With non-performing assets (NPAs) reaching a worrisome position, especially for public sector banks, there may be a need for the government to set up industry committees to determine valuation of large stressed accounts and get large PSUs in respective sectors to bid for them at the assessed valuations, according to an FICCI-IBA survey.

This suggestion comes in the backdrop of the Fifth FICCI-IBA Survey (for the period January-June 2017) finding that the number of banks reporting a rise in the NPA levels has increased from the previous survey’s period.

A total of 20 public, private and foreign banks participated in the survey. These banks together represent 64 per cent of the banking industry, as classified by asset size.

While share of respondents citing rise in NPAs in the preceding survey period stood at 76 per cent, it has increased to 80 per cent according to the current survey. A staggering 91 per cent of respondent PSU banks reported a rise in NPAs, with the remaining reporting no change. Seventy one per cent of private bank respondents reported an increase in NPAs. As far as foreign banks are concerned, half of the respondents indicated an increase and other half indicated a decrease in NPAs.

Sectors with high NPAs

During the first half of the calendar year, metals, iron & steel, infrastructure and textiles witnessed high level of NPAs with more than 50 per cent of total respondents citing these as sectors with high NPAs. Other major sectors with high NPAs are chemicals, food processing, construction and trading, power generation, machinery and sugar, among others.

Forty per cent of respondents also mentioned an increase in requests for restructuring of advances as against 18 per cent in the previous round of the survey.

Suggestions to tackle NPAs

Among the suggestions made by respondent banks for resolution of NPA problem include granting them special dispensation in provisioning norms for the cases referred under the Insolvency and Bankruptcy Code (IBC) as this will incentivise them to refer more cases under IBC; setting up of more benches of Debt Recovery Tribunal and National Company Law Tribunal to avoid backlog of cases.

Further, the respondents want the RBI to consider a few changes in the scheme for sustainable structuring of stressed assets (S4A) by reducing the percentage of sustainable level of loan up to 40 per cent (from at least 50 per cent now), and extending repayment terms, subject to maintaining the net present value, post resolution.

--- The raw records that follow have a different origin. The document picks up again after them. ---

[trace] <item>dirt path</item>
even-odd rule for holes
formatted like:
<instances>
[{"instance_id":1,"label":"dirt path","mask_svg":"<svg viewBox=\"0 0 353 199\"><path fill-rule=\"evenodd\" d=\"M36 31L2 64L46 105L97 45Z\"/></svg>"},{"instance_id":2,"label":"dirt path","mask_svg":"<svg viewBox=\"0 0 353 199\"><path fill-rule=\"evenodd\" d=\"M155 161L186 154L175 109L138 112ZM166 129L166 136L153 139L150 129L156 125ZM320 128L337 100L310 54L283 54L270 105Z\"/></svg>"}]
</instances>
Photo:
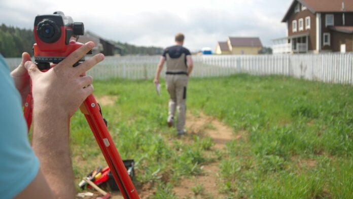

The respondent banks also want widening of the definition of ‘qualified buyers’ so that the retail investors may also be allowed to deal with security receipts issued by Asset Reconstruction Companies.

According to the Survey, a large majority of respondents have not changed their credit standards for large enterprises or SMEs in first half of 2017. However, about 35 per cent of the respondents reported tightening of credit standards for large enterprises in first half of 2017 and about 40 per cent respondents expect further tightening in the next six months.

On the other hand, about 15 per cent of respondents have eased the credit standards for SMEs in the first half of 2017 and about 20 per cent expect further easing of standards in the next six months.

WLTF banks

When bankers were asked to present their views on the recently released discussion paper of RBI on ‘Wholesale and Long Term Finance (WLTF) banks’, majority of the respondent banks expressed that establishment of such banks will be positive for the economy.

The bankers felt that setting up of WLTF banks will help universal banks overcome mismatch in tenure of their assets and liabilities; enable commercial banks to reduce the long tenor risk which they are currently running on the infrastructure projects; expect improvement in quality of lending due to better evaluation and funding of long-term projects.